Em seguida, a Constituição Cidadão destacou o Ministério Público enquanto instituição permanente, essencial à função jurisdicional do Estado, responsável pela defesa da ordem jurídica, do regime democrático e dos interesses sociais e individuais indisponíveis. Sedimentou garantias (unidade, indivisibilidade e independência funcional) e estabeleceu vedações. Assegurou-nos autonomia funcional e administrativa.
Numa perfeita correlação de princípios e valores, eis que surge em 12 de fevereiro de 1993, a Lei nº 8.625, que institui a Lei Orgânica Nacional do Ministério Público e dispõe sobre normas gerais para a organização do Ministério Público dos Estados e dá outras providências. Esse o motivo da festa. Essa razão da análise e reflexão.

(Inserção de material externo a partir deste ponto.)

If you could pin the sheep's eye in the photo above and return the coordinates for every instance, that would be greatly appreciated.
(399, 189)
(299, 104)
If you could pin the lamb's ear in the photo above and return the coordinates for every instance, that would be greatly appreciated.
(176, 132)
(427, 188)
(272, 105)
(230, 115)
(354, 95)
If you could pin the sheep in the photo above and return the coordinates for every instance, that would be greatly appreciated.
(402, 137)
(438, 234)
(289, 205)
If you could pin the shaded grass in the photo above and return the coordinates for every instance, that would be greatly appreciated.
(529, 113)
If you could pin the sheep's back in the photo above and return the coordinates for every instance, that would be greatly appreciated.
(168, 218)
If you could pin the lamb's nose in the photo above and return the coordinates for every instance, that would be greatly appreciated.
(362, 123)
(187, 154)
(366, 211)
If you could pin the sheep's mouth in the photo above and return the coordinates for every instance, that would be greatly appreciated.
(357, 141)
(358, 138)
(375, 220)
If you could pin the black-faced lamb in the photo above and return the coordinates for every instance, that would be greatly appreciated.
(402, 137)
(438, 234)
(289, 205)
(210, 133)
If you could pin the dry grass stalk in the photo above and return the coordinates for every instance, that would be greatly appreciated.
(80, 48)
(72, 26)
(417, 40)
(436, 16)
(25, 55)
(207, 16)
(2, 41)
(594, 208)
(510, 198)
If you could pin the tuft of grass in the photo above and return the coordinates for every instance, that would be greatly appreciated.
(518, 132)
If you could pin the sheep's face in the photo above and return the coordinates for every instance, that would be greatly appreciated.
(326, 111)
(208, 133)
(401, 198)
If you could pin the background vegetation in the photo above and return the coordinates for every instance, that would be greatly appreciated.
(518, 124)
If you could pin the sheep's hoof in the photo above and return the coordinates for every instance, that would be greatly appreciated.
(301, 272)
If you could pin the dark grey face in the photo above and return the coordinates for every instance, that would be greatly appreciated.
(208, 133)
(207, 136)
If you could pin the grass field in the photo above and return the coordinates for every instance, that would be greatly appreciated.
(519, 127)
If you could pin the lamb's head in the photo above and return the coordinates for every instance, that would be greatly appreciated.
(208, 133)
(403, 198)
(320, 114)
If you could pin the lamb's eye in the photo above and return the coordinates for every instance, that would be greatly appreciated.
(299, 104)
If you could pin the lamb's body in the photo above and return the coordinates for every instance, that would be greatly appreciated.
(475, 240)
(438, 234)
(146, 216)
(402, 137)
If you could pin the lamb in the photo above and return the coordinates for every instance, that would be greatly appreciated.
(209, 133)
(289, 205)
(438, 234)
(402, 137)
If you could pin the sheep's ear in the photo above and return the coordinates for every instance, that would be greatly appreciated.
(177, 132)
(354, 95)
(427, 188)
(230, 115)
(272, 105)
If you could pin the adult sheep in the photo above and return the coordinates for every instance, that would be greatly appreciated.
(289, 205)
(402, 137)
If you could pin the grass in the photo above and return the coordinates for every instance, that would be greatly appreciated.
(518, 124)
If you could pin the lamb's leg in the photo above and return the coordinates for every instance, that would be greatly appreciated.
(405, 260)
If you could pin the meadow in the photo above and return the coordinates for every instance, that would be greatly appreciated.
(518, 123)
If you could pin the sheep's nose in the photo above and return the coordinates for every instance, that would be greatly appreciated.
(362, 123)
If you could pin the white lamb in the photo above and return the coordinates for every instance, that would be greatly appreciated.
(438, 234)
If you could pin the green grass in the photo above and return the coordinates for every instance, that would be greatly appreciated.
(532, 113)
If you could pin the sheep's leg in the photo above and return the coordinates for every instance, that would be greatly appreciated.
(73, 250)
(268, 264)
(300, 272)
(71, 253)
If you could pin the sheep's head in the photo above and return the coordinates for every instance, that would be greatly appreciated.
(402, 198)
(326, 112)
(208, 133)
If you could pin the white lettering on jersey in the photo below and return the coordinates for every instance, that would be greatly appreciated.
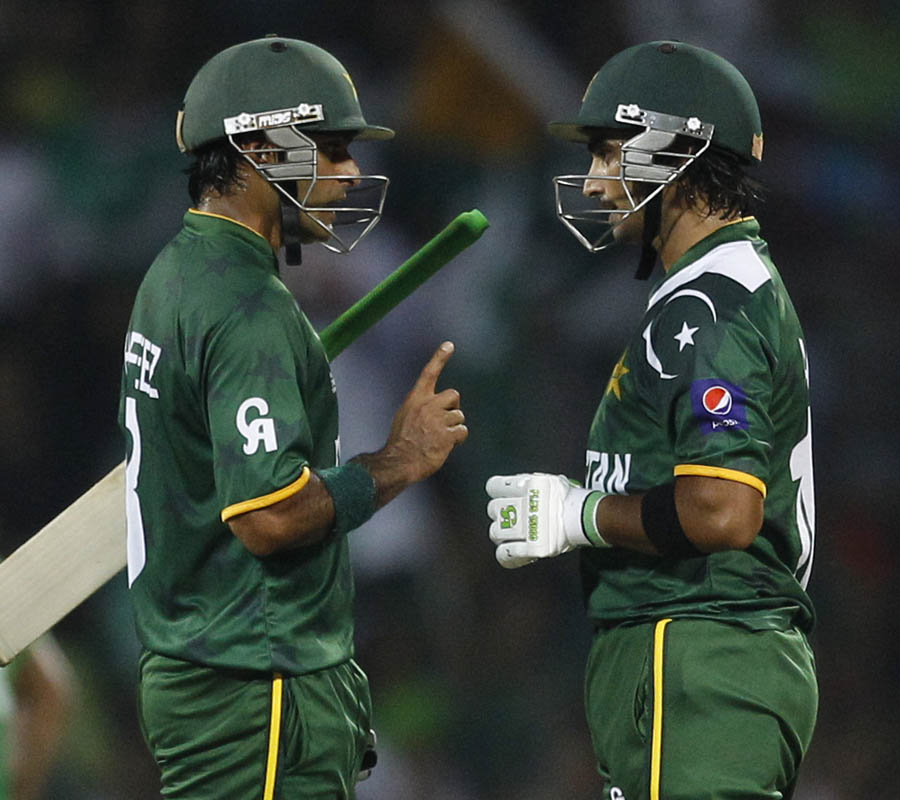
(608, 473)
(146, 357)
(802, 470)
(261, 429)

Foi longa a caminhada. Foram penosas as lutas.
Com as conquistas alcançadas, cabe-nos unir e servir. Mas nos cabe, também, avaliar nossa trilha, os nossos caminhos, os nossos méritos, deméritos e o nosso destino.
Será que não nos é chegada a hora de repensarmos o modelo de atuação do Ministério Público? Será esse o Ministério Público que a sociedade deseja?
Para essa análise é preciso coragem, com vistas ao continuo aperfeiçoamento da nossa Instituição.
É imperioso o esforço mútuo, a fim de que juntos possamos contribuir para a efetivação de uma Justiça Social.
Que combatamos fervorosamente as ilegalidades, enfrentando, de igual forma e com destemor, todas as injustiças. Que lutemos pela realização dos fundamentos e objetivos da República Federativa do Brasil. Que façamos valer os princípios que regem a Administração Pública. Que sejamos espelho para as ações justas e legais. E que as conquistas que produziram o reconhecimento público da Instituição não sejam desperdiçadas, mas, sim, revitalizadas, pois toda luta em prol do fortalecimento do Ministério Público é, também, uma luta em favor da sociedade.